Monday, January 30, 2017

DIY Oversized Photo Booth Strip

As a kid growing up in upstate New York one of our favorite things was to go to the local midway during the summer and add to our collection of photo booth strips. I still have many of them spanning several years in a scrap book and get all sorts of nostalgic when I look at them.

I'd wanted to bring this retro part of my childhood into my house and decided to accomplish that by
making oversized photo booth strips as part of my wall decor. I wanted something low-cost, light to hang and easily changeable. To make my photo strips to the scale of the area at the top of my stairs I thought four 11"x14" black and white photos would work best. You could use smaller or larger photos depending on the size of the area you plan to place them.

I started by going to Lowes and buying a 4' x 8' 1/4" birch plywood. I had the folks at Lowes do my cuts for me. See the outline below. I was able to make three photo strips from one piece of the plywood.
Once I had my three 60"x13" cuts I sanded the edges to make sure they were nice and smooth. Then I painted the outer edges black. I used some left over chalk board paint I had, but any cheap black paint (even spray paint) would work. You only have to paint the edges because the photos will cover up the middle. You can paint the whole thing if you want, but I like short cuts.. 
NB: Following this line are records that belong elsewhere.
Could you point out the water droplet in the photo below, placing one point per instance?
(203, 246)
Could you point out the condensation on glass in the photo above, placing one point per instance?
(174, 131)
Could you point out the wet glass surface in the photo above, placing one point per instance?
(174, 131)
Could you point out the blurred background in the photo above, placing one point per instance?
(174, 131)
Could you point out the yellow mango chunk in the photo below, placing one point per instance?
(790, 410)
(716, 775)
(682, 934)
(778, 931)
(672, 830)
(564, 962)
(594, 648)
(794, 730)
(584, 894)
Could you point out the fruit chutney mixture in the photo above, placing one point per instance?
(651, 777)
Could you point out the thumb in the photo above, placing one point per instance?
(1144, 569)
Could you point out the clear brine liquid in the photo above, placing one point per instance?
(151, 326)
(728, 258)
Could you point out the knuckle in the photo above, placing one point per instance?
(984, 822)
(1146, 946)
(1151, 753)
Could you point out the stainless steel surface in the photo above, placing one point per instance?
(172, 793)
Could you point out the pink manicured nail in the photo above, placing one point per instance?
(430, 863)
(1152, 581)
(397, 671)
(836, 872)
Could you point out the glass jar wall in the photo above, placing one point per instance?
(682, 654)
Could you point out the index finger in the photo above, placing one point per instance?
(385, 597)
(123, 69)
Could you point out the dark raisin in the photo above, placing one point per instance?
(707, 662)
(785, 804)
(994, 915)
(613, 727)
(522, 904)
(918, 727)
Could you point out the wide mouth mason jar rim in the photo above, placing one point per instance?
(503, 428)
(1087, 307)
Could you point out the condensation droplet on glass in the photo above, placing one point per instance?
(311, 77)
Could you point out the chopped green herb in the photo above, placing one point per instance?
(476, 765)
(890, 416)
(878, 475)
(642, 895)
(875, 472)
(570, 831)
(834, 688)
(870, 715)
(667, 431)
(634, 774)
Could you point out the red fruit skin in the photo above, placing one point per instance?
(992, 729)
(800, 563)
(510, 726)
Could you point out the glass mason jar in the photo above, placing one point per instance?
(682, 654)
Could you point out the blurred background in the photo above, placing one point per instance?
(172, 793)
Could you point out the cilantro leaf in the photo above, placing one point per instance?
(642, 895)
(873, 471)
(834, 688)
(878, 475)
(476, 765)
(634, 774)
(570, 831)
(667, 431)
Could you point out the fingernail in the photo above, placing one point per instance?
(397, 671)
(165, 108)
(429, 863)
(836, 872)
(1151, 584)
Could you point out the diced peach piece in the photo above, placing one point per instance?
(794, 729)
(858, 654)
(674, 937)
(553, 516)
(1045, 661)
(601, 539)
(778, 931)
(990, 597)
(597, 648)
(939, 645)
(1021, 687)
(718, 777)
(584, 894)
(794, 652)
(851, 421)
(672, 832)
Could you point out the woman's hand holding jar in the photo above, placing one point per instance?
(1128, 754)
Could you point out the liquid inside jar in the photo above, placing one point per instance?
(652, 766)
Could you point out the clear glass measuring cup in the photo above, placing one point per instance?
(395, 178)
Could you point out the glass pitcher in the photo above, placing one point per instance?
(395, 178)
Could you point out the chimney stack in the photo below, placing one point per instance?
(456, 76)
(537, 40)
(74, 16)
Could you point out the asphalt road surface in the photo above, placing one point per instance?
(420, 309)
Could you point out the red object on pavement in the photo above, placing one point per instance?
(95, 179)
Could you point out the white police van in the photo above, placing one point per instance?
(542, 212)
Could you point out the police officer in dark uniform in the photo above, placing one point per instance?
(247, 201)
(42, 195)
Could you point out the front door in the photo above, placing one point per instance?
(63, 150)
Next I got my kids ready with their funniest smiles and favorite toys and props and took their pictures in front of a curtain. I made sure I took the picture from the same distance each time so that there would be continuity just like in a real photo booth. 

I used this template in Photoshop to create a small black border around each photo created in gray scale. You can use the template I used here for Photoshop, or you can also add the border in most photo ordering software. I purchased my photos from NationsPhotoLab, and right now (2/3/17) their 11"x14" are on sale for $2.10 each. That's the best price I've been able to find for these photos. Free shipping when you spend over $50. 

I mounted the photos on the board using painter's tape and started about 2 inches down from the top. Once I had the photos exactly where I wanted them I noted my measurement so I could re-create it on my other two boards. 

Last I used large picture Command mounting strips (holds up to 16lbs) at the top and bottom of my photo strips.